VOL. 10 | NO. 9 | Saturday, February 25, 2017
Local Democrats and Republicans Prepare for 2018 Governor's Race
By Bill Dries
At least five potential Republican candidates for Tennessee governor in 2018 were among the crowd of 400 people at the Saturday, Feb. 25, Lincoln Day Gala of the Shelby County Republican Party.
Meanwhile, Nashville Mayor Megan Barry told a group of 150 Democrats at an “Obama Day” event Saturday that they and other Democrats across the state can elect one of their own as governor in 2018.
The annual Republican party fundraiser at the Holiday Inn University of Memphis drew the presence of likely or prospective contenders Mark Norris, state Senate Republican leader of Collierville, former state Economic and Community Development commissioner Randy Boyd, fellow state Senator Mark Green of Clarksville, U.S. Rep Diane Black of Gallatin and businessman Bill Lee of Franklin.
Tennessee Republican Party chairman Scott Golden said the party has a chance to go from one Republican governor to another Republican governor for the first time in Tennessee since 1869.
Since Republican Winfield Dunn of Memphis was elected governor in 1970, Tennessee voters have followed a governor from one party with a governor from the other party every time the seat is open with no incumbent seeking re-election.

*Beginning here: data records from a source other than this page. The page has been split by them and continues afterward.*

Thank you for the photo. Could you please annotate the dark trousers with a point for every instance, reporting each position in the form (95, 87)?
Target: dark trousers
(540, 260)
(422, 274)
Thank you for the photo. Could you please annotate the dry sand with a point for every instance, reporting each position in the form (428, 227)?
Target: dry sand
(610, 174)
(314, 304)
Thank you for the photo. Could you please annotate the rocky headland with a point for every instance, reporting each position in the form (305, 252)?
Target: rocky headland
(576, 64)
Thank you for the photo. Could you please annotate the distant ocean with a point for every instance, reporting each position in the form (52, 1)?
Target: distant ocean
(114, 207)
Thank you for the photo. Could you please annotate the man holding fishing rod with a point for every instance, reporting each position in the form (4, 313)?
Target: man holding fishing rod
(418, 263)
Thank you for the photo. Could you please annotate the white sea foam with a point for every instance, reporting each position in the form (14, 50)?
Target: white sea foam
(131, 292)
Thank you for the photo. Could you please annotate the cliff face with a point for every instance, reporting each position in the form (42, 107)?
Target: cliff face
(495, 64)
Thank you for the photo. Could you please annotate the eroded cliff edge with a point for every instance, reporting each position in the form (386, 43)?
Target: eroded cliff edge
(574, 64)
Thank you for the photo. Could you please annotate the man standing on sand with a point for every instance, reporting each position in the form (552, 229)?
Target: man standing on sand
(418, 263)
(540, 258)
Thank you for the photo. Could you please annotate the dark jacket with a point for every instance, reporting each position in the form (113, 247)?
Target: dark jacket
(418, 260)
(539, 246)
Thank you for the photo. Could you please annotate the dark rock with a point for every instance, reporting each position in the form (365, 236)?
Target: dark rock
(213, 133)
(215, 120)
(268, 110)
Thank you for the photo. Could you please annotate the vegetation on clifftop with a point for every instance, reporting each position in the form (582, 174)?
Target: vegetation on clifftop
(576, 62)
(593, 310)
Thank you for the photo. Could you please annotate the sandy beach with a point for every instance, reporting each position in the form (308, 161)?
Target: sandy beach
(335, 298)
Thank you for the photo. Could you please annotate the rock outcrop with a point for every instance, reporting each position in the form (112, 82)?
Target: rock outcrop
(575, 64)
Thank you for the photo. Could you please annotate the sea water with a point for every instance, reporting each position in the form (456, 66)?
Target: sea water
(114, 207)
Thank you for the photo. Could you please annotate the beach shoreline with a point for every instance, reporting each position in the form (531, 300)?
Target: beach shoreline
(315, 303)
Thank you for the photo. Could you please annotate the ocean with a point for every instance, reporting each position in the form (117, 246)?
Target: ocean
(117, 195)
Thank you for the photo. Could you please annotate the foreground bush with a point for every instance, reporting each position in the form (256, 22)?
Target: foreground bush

“It’s not going to be easy and we have a lot of folks in the room tonight who are considering this,” Golden told those at the gala. “Tennessee is a big state and it is a great, great state to live in but it is a long state to drive. We’ve got some history still to be made.”
Barry reminded the group at The Gallery at Madison Square in Midtown that Democratic Gov. Phil Bredesen was re-elected in 2006 even though the state went for Republican John McCain over Democrat Barack Obama in the presidential race two years later.
“Gov. Bredesen took 95 counties,” Barry said of the re-election effort. “We can win it but not unless we work really hard. … Please don’t think that was some foregone conclusion that we can’t get a Democrat in the Governor’s office.”
Among those in the audience at the Democratic gathering was state Rep. Craig Fitzhugh of Ripley who is among the Democrats considering a bid for governor.
Barry touted the importance of local races between now and 2018.
Golden specifically touted the importance of the upcoming special election for the State House District 95 seat that Eads Republican Mark Lovell resigned from this month following an allegation of sexual harassment.
“All of the complaining, all of the anti-Trump, all of the protests and anger – guess what?” Golden said. “They’ve finally got something to shoot at.”
Shelby County Commissioners will appoint an interim state representative to the seat who will likely serve through most if not all of the current legislative session. Gov. Bill Haslam will issue a writ that sets in motion a move to a special primary election and a special general election this year to fill what is expected to be about a year left in the two-year term of office.
“This is where the Democrats can make their mark and say, ‘I can prove to you that people don’t like what the Republican party is doing,’” Golden said. “Get ready for it because things happen. … They will be out in Collierville.”
Democrats gained a seat in the Shelby County legislative delegation to Nashville in the 2016 elections when Democratic challenger Dwayne Thompson unseated Republican incumbent Steve McManus in District 96 which takes in Cordova and parts of Germantown.
Democrats in Shelby County don’t have a formal Shelby County Democratic Party. The state party dissolved it in 2016 after years of dysfunction and infighting that peaked with a local executive committee split over pursuing an arrest warrant against former local party chairman Bryan Carson over financial issues.
The state party recently began the process of reconstituting the local party.